Inspect function t.test() to see some of the possible arguments you can add to change some options. Look at the examples provided in the help file.

## There are two ways to specify a ttest using function t.test()
## The first way is to provide the data for group 1 as x, and for group 2 as y. Like this:
myttest <- t.test(x=mydataframe$mathability[mydataframe$gender=="male"], y=mydataframe$mathability[mydataframe$gender=="female"], alternative="two.sided")

## For the second way you specify your what your dataframe with data is for the ttest, and the equation for the t.test as follows: name of your dependent variable in the dataframe ~ name of independent variable in your dataframe. Like this:
myttest <- t.test(mathability~gender, alternative="two.sided", data=mydataframe)

Call myttest to see the results. Interpret the results.

5.10 Perform a linear multiple regression for the dependent variable with both predictor variables using function lm(). Put the regression analysis in object ‘myregression’.

Inspect function lm() - lm stands for linear model - to see how the function works. Look at the examples provided in the help file. Perform the regression analysis.

myregression<-lm(mathability ~ 1 + gender + readability, data=mydataframe) ## the 1 you add to the regression equation is used to add an intercept to the model.

Call myregression to see the results. Use summary() to get more detailed results. Interpret the results. Note that the lm() function automatically made a dummy variable for gender, with female as a reference category (it states ‘genderfemale’ in the results).

myregression
summary(myregression)

END of Practical 1

That concludes all the exercises for our first practical. Be sure to save you R script if you do not want to lose your work! If you want to test your obtained skills some more, try the bonus exercises below.

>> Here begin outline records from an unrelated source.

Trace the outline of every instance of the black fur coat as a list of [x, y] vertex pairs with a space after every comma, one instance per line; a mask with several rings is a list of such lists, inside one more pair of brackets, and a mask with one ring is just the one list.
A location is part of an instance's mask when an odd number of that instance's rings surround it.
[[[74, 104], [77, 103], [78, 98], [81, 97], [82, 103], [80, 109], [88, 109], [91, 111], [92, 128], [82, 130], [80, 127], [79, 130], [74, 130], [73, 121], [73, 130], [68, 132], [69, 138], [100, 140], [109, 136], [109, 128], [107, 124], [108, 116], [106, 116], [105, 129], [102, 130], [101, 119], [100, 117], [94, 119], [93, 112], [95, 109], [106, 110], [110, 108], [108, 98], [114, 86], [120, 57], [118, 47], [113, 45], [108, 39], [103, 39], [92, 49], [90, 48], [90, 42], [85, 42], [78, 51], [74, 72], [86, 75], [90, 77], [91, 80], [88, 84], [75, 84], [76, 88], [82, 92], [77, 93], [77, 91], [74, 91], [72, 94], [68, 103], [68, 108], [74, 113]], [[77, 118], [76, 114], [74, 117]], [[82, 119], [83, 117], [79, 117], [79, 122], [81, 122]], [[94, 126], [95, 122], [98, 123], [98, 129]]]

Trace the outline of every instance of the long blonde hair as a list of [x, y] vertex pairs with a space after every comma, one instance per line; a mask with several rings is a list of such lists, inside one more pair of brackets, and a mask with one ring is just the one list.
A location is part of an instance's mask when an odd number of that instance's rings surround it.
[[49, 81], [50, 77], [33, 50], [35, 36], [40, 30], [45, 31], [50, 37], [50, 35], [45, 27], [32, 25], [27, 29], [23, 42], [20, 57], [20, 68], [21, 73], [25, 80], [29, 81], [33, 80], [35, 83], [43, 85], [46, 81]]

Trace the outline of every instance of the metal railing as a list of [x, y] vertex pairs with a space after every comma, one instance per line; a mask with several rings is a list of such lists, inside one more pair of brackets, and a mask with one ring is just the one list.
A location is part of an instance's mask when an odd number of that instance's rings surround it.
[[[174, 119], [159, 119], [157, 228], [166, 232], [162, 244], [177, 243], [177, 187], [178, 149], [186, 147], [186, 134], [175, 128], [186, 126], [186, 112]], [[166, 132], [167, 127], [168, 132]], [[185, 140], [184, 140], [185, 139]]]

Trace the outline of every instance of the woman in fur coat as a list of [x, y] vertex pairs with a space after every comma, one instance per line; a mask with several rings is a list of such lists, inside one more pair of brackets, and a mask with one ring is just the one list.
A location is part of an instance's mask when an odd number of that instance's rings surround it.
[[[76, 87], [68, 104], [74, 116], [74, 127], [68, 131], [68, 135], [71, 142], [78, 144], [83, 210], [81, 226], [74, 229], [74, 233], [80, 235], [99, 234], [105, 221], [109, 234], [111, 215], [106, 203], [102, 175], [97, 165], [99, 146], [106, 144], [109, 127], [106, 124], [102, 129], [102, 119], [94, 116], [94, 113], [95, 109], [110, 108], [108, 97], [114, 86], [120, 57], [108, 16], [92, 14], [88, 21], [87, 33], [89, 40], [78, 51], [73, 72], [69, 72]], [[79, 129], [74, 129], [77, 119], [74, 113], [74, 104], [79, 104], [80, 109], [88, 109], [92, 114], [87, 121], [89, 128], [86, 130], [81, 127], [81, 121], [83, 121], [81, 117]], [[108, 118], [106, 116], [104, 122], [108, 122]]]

Next week we will continue with more advanced analyses in R, by making use of statistical packages others contributed to R, and data that we will load from outside of R. Many of the things you learned today will prove relevant for what we will do next week, so be sure to practice in the meantime if you feel you need it :). See you next week!

Bonus Challenge A: Make a function you could use to do an independent sample t-test, or to calculate a correlation.

You can find the equations you need on wikipedia :)

Bonus Challenge B: Explore a dataset that is stored in R, and perform a basic analysis on it.

You can find an overview of all the datasets stored in R using data(). Use it to load a datafile that interests you. Find out details about the data. Find out in what kind of object the data is stored. Calculate some descriptive statistics, make a plot, and perform a basic analysis on the data (for example, calculate correlations, do a regression analysis, t-test, or an anova).